The second method of implementing WA, which in fact gave birth to the name of the product, is to install WA
as the company's HTTP proxy-server. In this implementation, WA collects all valuable website-generated
information, visitor and resource profiles, and then transforms and stores this data in the WA database. All
analytical capabilities of WA server are in this case similar to those discussed in association with the previous
configuration. In addition, WA can periodically import web-data from the web server access log files if
necessary. This import operation might be necessary for an initial population of the WA database with data
about past visitors and transactions. The major difference between the two discussed implementations of WA
is that in the latter implementation WA utilizes its HTTP channel processor.
WebAnalyst Workplace
WebAnalyst Workplace is an integrated visual development environment, developed for the automation of the
following tasks:
Data warehousing
Data mining
Creating user objects - content generators, control and configuration scripts, etc.
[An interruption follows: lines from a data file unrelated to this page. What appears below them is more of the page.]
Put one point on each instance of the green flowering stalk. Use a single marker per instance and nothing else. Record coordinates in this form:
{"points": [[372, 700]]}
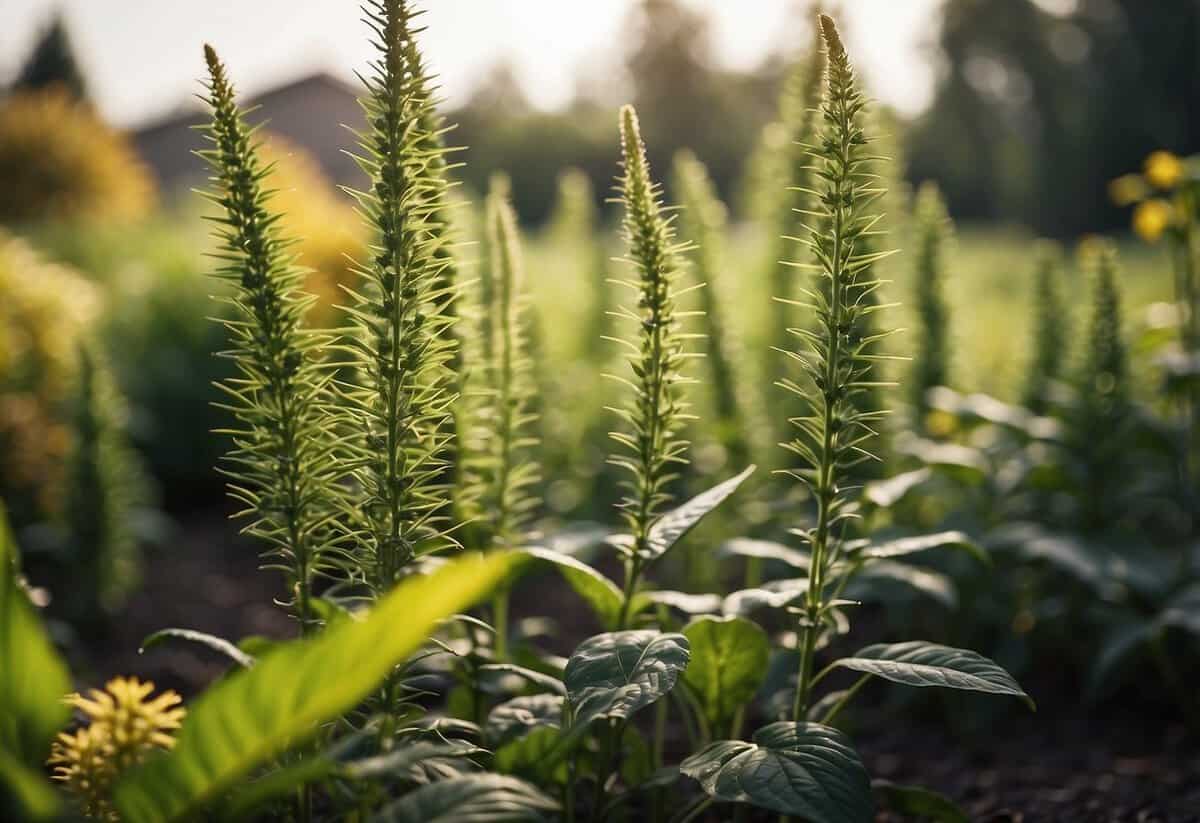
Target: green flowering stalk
{"points": [[653, 446], [105, 485], [931, 362], [1050, 335], [835, 361], [403, 402], [281, 466], [703, 224], [1099, 425], [508, 502]]}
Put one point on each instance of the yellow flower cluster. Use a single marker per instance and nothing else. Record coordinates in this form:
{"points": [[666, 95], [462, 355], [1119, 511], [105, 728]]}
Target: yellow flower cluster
{"points": [[123, 728], [1152, 215]]}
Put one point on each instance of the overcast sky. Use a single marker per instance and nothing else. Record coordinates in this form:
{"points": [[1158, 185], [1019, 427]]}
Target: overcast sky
{"points": [[143, 56]]}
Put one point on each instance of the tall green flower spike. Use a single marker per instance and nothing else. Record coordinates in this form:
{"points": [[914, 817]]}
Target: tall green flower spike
{"points": [[402, 403], [702, 223], [1050, 335], [799, 118], [834, 360], [508, 502], [652, 445], [931, 362], [281, 466]]}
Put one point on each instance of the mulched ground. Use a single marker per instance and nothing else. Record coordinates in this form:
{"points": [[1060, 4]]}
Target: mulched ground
{"points": [[1063, 764]]}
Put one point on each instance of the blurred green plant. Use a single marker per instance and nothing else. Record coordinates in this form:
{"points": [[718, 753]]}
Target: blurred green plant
{"points": [[59, 160]]}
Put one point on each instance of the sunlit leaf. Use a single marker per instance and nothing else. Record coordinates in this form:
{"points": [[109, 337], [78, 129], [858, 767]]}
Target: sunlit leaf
{"points": [[803, 769]]}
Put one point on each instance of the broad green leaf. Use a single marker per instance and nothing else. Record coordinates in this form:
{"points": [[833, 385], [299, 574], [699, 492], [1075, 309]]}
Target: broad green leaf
{"points": [[29, 790], [670, 529], [219, 644], [399, 762], [905, 546], [516, 718], [765, 550], [803, 769], [247, 799], [682, 601], [471, 799], [729, 664], [598, 590], [919, 664], [544, 682], [774, 594], [930, 583], [538, 755], [888, 492], [918, 802], [616, 674], [33, 683], [256, 714]]}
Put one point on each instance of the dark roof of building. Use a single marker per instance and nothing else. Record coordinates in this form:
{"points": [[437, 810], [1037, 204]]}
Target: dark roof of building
{"points": [[312, 113]]}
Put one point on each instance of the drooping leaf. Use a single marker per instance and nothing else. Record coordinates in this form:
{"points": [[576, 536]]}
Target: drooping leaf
{"points": [[616, 674], [681, 601], [919, 664], [598, 590], [803, 769], [670, 529], [255, 714], [33, 683], [918, 802], [538, 679], [773, 594], [729, 664], [399, 762], [516, 718], [765, 550], [905, 546], [484, 798], [219, 644]]}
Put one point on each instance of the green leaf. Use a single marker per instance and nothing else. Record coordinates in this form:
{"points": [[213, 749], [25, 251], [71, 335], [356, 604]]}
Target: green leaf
{"points": [[33, 793], [765, 550], [918, 802], [616, 674], [516, 718], [538, 679], [33, 683], [774, 594], [670, 529], [888, 492], [905, 546], [919, 664], [803, 769], [219, 644], [399, 762], [537, 755], [682, 601], [729, 664], [930, 583], [471, 799], [256, 714], [598, 590]]}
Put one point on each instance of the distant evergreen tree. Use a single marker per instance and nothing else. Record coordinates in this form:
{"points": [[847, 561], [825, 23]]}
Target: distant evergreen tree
{"points": [[53, 64]]}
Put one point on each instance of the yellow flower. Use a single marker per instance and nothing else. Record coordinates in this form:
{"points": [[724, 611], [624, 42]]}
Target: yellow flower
{"points": [[1151, 218], [1127, 190], [1163, 169], [123, 728]]}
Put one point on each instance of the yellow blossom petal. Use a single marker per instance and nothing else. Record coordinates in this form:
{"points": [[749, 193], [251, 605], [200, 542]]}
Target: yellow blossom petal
{"points": [[1163, 169]]}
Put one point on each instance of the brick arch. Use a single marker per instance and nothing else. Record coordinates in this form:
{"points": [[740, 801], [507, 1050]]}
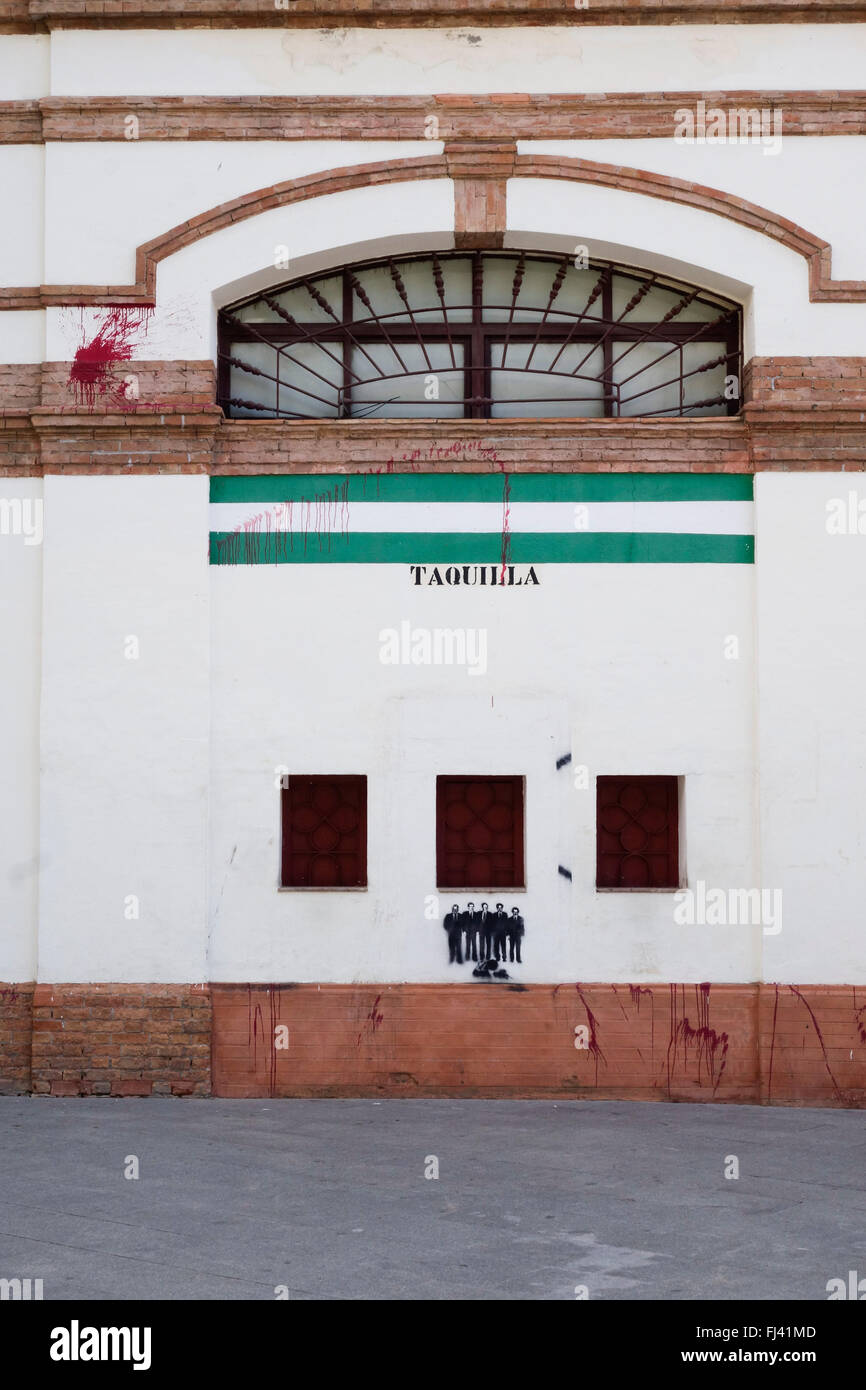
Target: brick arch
{"points": [[816, 252], [480, 173]]}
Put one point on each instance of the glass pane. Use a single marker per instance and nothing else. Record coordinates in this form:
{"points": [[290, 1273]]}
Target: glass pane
{"points": [[658, 302], [259, 394], [535, 288], [302, 388], [705, 385], [299, 392], [419, 285], [652, 388], [648, 375], [546, 385], [299, 303], [420, 387]]}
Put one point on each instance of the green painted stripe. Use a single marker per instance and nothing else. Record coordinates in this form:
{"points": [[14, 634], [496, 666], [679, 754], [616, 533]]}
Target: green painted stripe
{"points": [[487, 487], [470, 548]]}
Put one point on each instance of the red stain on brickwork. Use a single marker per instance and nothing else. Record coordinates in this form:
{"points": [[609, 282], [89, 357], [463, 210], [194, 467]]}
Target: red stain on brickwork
{"points": [[819, 1036], [92, 373], [704, 1039], [373, 1020], [637, 994], [595, 1051]]}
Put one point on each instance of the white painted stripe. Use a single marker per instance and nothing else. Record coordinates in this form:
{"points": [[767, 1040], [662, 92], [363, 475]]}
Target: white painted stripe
{"points": [[426, 517]]}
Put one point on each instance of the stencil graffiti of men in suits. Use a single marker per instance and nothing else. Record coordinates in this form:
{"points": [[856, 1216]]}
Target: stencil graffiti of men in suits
{"points": [[501, 926], [515, 933], [485, 927], [453, 925], [470, 930]]}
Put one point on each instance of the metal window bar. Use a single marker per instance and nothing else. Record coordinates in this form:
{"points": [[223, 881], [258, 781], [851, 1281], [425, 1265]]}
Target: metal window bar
{"points": [[350, 332]]}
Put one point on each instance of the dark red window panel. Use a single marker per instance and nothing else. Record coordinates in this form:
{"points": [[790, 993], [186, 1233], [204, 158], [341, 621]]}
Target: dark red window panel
{"points": [[480, 833], [324, 833], [637, 834]]}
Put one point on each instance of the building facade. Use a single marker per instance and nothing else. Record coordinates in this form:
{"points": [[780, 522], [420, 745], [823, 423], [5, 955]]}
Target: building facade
{"points": [[434, 551]]}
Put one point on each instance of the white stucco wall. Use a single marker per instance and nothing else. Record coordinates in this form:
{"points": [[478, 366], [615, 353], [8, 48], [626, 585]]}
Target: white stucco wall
{"points": [[124, 741], [20, 642], [812, 726], [620, 665]]}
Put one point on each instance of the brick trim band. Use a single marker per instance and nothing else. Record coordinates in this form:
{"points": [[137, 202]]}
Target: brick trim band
{"points": [[813, 249], [519, 116], [38, 15], [770, 1044], [801, 435]]}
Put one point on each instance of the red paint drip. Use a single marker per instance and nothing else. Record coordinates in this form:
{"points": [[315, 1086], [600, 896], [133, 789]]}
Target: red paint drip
{"points": [[92, 371], [594, 1043], [819, 1036], [637, 991], [704, 1039], [371, 1020], [317, 516], [506, 524], [773, 1045]]}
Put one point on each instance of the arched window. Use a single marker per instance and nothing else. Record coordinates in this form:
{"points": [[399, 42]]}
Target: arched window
{"points": [[494, 334]]}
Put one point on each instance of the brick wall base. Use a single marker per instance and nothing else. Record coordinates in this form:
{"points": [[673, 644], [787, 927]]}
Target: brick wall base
{"points": [[121, 1040], [738, 1043], [15, 1034]]}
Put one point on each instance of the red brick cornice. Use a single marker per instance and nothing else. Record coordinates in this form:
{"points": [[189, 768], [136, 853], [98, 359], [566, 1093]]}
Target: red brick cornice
{"points": [[505, 116], [820, 437], [34, 15], [813, 249], [250, 205]]}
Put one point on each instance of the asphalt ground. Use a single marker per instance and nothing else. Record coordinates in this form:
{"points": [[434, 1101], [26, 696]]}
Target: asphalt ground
{"points": [[328, 1200]]}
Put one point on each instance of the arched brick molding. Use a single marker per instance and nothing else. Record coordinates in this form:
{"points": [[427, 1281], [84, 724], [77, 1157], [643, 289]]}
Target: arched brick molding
{"points": [[466, 164], [813, 249]]}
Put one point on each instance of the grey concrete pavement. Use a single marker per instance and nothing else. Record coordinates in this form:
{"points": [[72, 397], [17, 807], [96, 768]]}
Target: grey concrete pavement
{"points": [[330, 1198]]}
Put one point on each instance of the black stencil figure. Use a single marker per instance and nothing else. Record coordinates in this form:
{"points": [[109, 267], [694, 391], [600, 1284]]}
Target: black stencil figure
{"points": [[516, 930], [501, 927], [485, 929], [453, 925], [470, 930]]}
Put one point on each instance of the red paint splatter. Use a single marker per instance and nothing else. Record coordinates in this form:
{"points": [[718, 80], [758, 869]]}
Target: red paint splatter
{"points": [[704, 1037], [773, 1044], [371, 1020], [317, 516], [92, 371], [594, 1043], [820, 1039], [506, 524], [637, 991]]}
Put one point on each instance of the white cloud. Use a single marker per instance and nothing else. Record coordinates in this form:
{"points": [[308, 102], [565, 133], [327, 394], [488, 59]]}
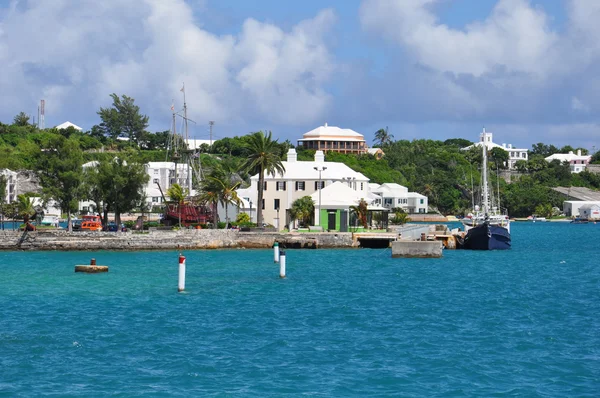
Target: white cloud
{"points": [[515, 36], [82, 50]]}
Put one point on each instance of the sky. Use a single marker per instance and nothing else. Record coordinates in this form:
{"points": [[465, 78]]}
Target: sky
{"points": [[526, 70]]}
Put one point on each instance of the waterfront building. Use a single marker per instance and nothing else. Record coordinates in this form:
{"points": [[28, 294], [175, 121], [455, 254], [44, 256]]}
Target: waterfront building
{"points": [[330, 138], [573, 207], [514, 154], [590, 211], [397, 196], [301, 178], [577, 162], [68, 124], [12, 185]]}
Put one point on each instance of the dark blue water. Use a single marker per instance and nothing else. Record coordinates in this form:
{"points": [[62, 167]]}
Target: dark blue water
{"points": [[523, 322]]}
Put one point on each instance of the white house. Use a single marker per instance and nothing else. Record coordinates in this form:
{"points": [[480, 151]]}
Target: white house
{"points": [[12, 184], [514, 154], [590, 211], [395, 195], [301, 178], [572, 207], [161, 173], [332, 138], [68, 124], [577, 162]]}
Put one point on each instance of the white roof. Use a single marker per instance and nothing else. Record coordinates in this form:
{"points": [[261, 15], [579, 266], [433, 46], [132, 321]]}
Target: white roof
{"points": [[67, 125], [165, 165], [194, 143], [339, 195], [568, 157], [392, 189], [304, 170], [333, 133], [491, 145]]}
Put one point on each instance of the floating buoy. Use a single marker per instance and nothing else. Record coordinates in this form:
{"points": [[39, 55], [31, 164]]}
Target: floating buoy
{"points": [[92, 268], [181, 284], [282, 264], [276, 252]]}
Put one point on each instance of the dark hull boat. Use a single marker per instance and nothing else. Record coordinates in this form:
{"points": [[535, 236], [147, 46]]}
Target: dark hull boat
{"points": [[486, 236]]}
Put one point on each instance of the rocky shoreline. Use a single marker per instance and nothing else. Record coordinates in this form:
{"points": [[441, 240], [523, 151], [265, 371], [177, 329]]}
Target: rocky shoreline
{"points": [[169, 240]]}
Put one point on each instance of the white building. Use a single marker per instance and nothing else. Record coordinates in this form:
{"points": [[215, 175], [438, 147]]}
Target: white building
{"points": [[301, 178], [572, 207], [12, 184], [577, 162], [514, 154], [590, 211], [161, 173], [395, 195], [330, 138], [68, 124]]}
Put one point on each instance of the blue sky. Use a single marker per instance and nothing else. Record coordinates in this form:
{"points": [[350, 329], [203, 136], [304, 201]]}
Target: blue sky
{"points": [[436, 69]]}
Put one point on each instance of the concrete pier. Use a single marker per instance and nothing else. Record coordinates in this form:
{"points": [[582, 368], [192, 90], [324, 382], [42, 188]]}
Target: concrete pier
{"points": [[419, 249]]}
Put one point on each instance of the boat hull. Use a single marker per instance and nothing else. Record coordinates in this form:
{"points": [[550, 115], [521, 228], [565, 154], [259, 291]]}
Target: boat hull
{"points": [[487, 237]]}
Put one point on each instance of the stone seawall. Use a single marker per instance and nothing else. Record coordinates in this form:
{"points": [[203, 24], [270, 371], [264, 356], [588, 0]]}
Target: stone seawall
{"points": [[168, 240]]}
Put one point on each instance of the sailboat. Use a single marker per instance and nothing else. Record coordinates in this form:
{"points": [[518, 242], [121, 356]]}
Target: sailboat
{"points": [[487, 228]]}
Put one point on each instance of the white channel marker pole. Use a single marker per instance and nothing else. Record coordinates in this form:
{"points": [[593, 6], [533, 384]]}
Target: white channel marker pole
{"points": [[282, 264], [181, 285], [276, 252]]}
WA Workplace has a graphical user MDI interface, traditional for the well-known IDEs. It also inherits some
interface features of PolyAnalyst, a data mining tool from Megaputer Intelligence.
Fig 6. WebAnalyst main window.
WA Workplace features the following elements: user-objects tree panel, object inspector panel, log panel,
processes panel, and two toolbars. WA Workplace windows contain models and results. The user can drag
and drop objects and methods from the tree panel on the model window and connect these items by arrows.
Each item corresponds to a parameterized method call. The user can modify information and meta-data of any
object or item through a special inspector panel.
Conclusion
Summarizing, the following important capabilities are gained by users of WA:
Collecting website-generated data, transforming this data and storing it in a unified database
Analyzing data with the help of integrated data mining modules
Writing their own data processing algorithms and connecting them to WA
Visusally creating reusable procedures for batch-style data analysis
Developing generators of personalized content
Creating their own modules for model visualizing and connecting them to WA
The small to medium business edition of WA is scheduled for release in June 2001. The highly scalable
version of WA serving as an enterprise-wide solution for large businesses will be released in October 2001.